Bootstrap 0.3 100 1.11 1.06 0.99 1.04 1.00 1.11 1.21
200 1.09 1.02 1.04 1.00 1.04 1.03 1.14
500 1.04 1.03 1.00 1.01 1.01 1.03 1.08
1000 1.00 0.98 1.00 1.00 0.99 1.00 1.01
5000 0.99 1.00 1.00 1.00 1.01 1.00 1.01

0.5 100 1.20 1.17 1.15 1.10 1.24 1.27 1.34
200 1.08 1.07 1.03 1.08 1.15 1.17 1.21
500 1.02 1.00 1.05 0.96 0.97 1.06 1.10
1000 1.01 0.99 0.98 1.01 1.13 0.99 1.05
5000 1.00 1.00 1.00 1.00 1.02 1.00 1.00

5 Study of Depression in Elderly Primary Care Patients

We illustrate our proposed methodology using data from a longitudinal study of depression in elderly patients (age ≥ 65) recruited from primary care practices in Monroe County, New York. At the intake evaluation, 708 patients underwent a comprehensive diagnostic assessment for depression using the Structured Clinical Interview for DSM-IV (SCID), an intensive examiner-based assessment that can be considered as a practical gold standard for this purpose [30]. Depression was defined based on the SCID as major or minor depression, actively symptomatic (i.e., either current or partially remitted); 249 patients were classified as having depression and 459 patients were classified as not having depression. Other information collected as part of this study included the Hamilton Depression Rating Scale (HAM-D), a 24-item observer-rated scale designed to measure the severity of depressive symptoms [31]. In this example, the utility of the HAM-D as a screening marker for the diagnosis of depression will be evaluated. The HAM-D takes approximately 15–20 minutes to administer, compared to 1–3 hours for the SCID.

Data for both the SCID and the HAM-D were collected from all participating patients in this study; therefore, we used a subset of these data that resemble data that would be obtained from a two-phase design. In this subset, HAM-D results are available for all patients, but SCID diagnoses are available only for certain patients selected according to the following mechanism:

Pr(SCIDavailable)=0.05+0.50I[HAMD>7]+0.45I[CIRS>7]I[Age<75],

where the CIRS is the total score on the Cumulative Illness Rating Scale, a reliable and valid measure of medical burden that quantifies the amount of pathology in each organ system [32]. Thus, the verification mechanism preferentially selected patients who had a HAM-D score > 7 or patients under the age of 75 with a relatively high cumulative illness burden. Using this mechanism, 289 of the 708 patients (41%) were selected for SCID verification of the depression diagnosis.

We consider estimation of the AUC of the HAM-D for screening for depression and treat age, gender, years of education, and CIRS total score as covariates (i.e., D = SCID diagnosis, T = HAM-D and X = [age, gender, years of education, CIRS total score] in terms of previous notation). The AUC was estimated using the new direct estimator, the naïve estimator, and estimators derived from the empirical bias-corrected ROC curves, including BG, MS, and SP; recall that the new direct estimator is equivalent to the IPW estimator. Since the full data are available (in addition to the selected subset), the estimators in the setting of verification bias can be compared to the “full data” estimator, which is not subject to this bias.

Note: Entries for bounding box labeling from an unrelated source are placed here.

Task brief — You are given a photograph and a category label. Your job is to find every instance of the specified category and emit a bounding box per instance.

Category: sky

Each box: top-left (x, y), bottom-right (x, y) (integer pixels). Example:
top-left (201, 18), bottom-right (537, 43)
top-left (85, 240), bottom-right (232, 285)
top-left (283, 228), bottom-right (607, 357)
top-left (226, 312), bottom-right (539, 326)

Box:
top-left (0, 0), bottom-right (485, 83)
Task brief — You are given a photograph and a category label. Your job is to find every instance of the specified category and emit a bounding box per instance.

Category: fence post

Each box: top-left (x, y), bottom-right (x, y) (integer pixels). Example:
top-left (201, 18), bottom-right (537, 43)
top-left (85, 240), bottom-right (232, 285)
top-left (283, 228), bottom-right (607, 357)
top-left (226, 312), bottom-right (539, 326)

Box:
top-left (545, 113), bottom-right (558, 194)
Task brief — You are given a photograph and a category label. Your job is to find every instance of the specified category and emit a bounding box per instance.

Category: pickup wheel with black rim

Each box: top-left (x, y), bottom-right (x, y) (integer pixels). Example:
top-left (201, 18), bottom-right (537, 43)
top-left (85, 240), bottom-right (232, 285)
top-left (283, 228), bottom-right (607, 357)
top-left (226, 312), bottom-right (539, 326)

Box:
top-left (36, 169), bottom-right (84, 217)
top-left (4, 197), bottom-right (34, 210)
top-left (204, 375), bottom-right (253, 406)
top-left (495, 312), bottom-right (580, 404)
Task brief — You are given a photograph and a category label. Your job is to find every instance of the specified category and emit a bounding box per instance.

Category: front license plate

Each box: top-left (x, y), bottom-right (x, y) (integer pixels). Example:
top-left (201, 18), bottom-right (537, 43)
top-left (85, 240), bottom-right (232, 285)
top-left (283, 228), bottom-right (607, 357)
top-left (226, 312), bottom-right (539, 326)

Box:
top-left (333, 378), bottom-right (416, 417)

The BG, MS and SP estimators require a model for Pr(D|T, X). A logistic regression model was used for this purpose assuming linear relationships between log-odds of depression and age, years of education, and CIRS total score. The IPW (new) and SP estimators require a model for Pr(V|T, X), hence we used the observed fractions of subjects falling in the 8 categories defined by the combinations of I[HAM-D > 7], I[CIRS > 7] and I[Age < 75]. The resulting estimates are presented in Table 2. The confidence intervals for the AUC were computed using 500 replications of bootstrap resampling as well as the asymptotic variance result from Theorem 3 for the IPW (new) estimate. As expected, the naïve estimate of the AUC is noticeably biased. Although the true model for Pr(D|T, X) in this case is not known, it is likely that there is some degree of model misspecification present. The BG and MS estimators are biased. In this example, the verification mechanism is well understood and the IPW (new) approach yields an estimate that is quite close to the full data estimate. Surprisingly, the SP approach yields an estimate that differs somewhat from the full data estimate in this example. Also, for the new estimate, the confidence intervals obtained via the bootstrap and Theorem 3 are virtually identical.

Table 2.

Estimates of the AUC using data from a study of depression in elderly primary care patients.

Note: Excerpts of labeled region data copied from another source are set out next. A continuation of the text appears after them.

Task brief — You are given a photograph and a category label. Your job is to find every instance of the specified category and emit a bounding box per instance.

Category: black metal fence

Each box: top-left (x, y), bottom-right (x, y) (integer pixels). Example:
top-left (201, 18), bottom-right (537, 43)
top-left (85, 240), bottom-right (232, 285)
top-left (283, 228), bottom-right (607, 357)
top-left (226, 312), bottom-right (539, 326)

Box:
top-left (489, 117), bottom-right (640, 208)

Method Estimated AUC Bootstrap 95% Confidence Interval

Full Data 0.84 (0.81, 0.87)
Naïve 0.79 (0.74, 0.84)
BG 0.79 (0.73, 0.85)
MS 0.80 (0.74, 0.86)
SP 0.89 (0.83, 0.95)
IPW (new) 0.84 (0.77, 0.91)
* (0.77, 0.91)
*

Note: Confidence interval based on the asymptotic distribution (Theorem 3).

6 DISCUSSION

In this paper we propose a direct estimator of AUC in the presence of verification bias when the test result is continuous. The estimator is based on inverse probability weighting and has a simple closed-form expression. Because the estimator is a function of U-statistics, a closed-form expression for its asymptotic variance could also be derived.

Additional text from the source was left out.